There's a setting for that, of course, and I set it to 999 minutes ages ago, 999 minutes is several hours, and I'd be happy with that, but it doesn't obey the setting.
But this time, I got so fed up with it that I came up with the bright idea of googling the problem. It's my experience that *any* computer problem that's solvable, can be solved with Google, including many that some people have declared impossible.
And sure enough, I got a result. I've been setting the global timeout value, thinking, silly me, that this would do the job. But it turns out that there's a timeout value for each rule, which overrides the global value. And since the default value is 15 minutes, the rules I'd set up before I changed the global value, had a timeout value of ... 15 minutes.
You find these rules by clicking on the edit button for each rule in the firewall rules list, then going to the "advanced" tab.

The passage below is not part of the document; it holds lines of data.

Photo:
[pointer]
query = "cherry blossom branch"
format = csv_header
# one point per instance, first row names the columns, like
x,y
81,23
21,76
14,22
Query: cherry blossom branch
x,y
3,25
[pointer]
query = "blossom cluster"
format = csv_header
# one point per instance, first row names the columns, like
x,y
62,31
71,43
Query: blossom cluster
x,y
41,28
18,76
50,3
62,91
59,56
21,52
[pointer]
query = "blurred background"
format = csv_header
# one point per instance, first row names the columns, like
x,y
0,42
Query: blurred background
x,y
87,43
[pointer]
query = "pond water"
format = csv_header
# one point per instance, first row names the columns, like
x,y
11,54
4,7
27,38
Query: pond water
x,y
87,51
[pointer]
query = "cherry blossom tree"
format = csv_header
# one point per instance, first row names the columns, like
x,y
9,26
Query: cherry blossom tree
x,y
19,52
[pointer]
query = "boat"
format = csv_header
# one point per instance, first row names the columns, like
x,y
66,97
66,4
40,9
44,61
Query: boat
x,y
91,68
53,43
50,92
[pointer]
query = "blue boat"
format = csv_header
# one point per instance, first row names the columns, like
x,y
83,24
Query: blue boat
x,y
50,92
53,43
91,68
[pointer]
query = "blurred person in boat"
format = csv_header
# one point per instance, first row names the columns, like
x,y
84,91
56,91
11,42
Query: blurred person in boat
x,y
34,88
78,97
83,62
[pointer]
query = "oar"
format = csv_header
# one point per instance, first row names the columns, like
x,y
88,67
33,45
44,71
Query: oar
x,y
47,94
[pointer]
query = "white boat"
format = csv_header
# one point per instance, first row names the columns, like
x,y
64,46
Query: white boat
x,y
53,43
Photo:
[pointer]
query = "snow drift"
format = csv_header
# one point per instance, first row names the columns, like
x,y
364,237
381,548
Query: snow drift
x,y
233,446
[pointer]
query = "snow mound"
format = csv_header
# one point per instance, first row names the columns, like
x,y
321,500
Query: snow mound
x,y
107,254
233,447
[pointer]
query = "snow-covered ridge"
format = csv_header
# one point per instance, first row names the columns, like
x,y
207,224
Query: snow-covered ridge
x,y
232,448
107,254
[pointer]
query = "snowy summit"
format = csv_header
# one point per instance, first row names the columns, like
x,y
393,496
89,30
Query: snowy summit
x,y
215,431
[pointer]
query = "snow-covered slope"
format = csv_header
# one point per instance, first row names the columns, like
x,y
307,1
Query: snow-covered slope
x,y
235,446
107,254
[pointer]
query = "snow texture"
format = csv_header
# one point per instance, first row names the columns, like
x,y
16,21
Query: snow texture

So I changed them to 999 minutes, and it works! Now I can mess around with the computers behind my internal firewall, and if I don't access one for 16 minutes, I don't find that I need to log back in to it.
Why, you might ask, do I have a firewall inside my network?
Well, it's like this.
Usually, you have three zones; outside, inside and the DMZ. Outside is the "whole world", inside is computers that you don't want the outside world to access, and the DMZ contains computers that you want to allow limited access to by the world; for example, for incoming email, or web servers. So you have to buy a firewall with three ports. And that, of course, is a corporate-type firewall and costs corporate-type prices. I mean, a few thousand pounds. That's £3000. Wow. And what you get is a little box (which is actually a computer) with three ethernet ports, and the Cisco software.
But there's another way. You get two two-port firewalls. You can get a Cisco Pix 506 with two ports, on Ebay, for £40-£50, and they don't come better than the Pix. You can get a Sonicwall for £25. I use the Pix as my main firewall, because it can easily handle the main load, and I use the Sonicwall to create the DMZ, because all it has to do is stop anyone in the DMZ from breaking out into the internal network, which is going to be light load.
Why is the Pix so cheap? A new Pix 506E costs £700 - £900, and that price tells you something about the quality (and if it doesn't, take my word for it, a Pix is the firewall of choice). The thing about the Pix, is I don't think consumers buy them, they're a corporate buy. You have to program them in their own language, which should be "Pixie", but is actually "IOS", and it's about as easy to use as double dutch. Fortunately, I speak fluent Pixie. And I doubt if corporates buy firewalls second hand. So when they get onto the market, there's several sellers and almost no buyers, which means ... low price. You'll find that with any computer item that corporates buy and consumers don't, and since the Pix is just a box of electronics, a second hand one is pretty much as good as a new one. They don't grow old and die. No moving parts.
So the Pix bars anyone from my internal network, and allows limited access to my DMZ. And the DMZ is walled off from the internal network by the Sonicwall. I don't know anyone else who does it this way; I was quite pleased to have thought it up. It replaced the homebrew firewall (a linux box with three ethernet cards) that I used before.
I have to say, if I were doing this from scratch today, I'd use Pixes in both roles; they're easier to program. I only used Sonicwalls because I had two of them lying around doing nothing (I have two DMZs). And if they ever die, I'll replace them with Pixes.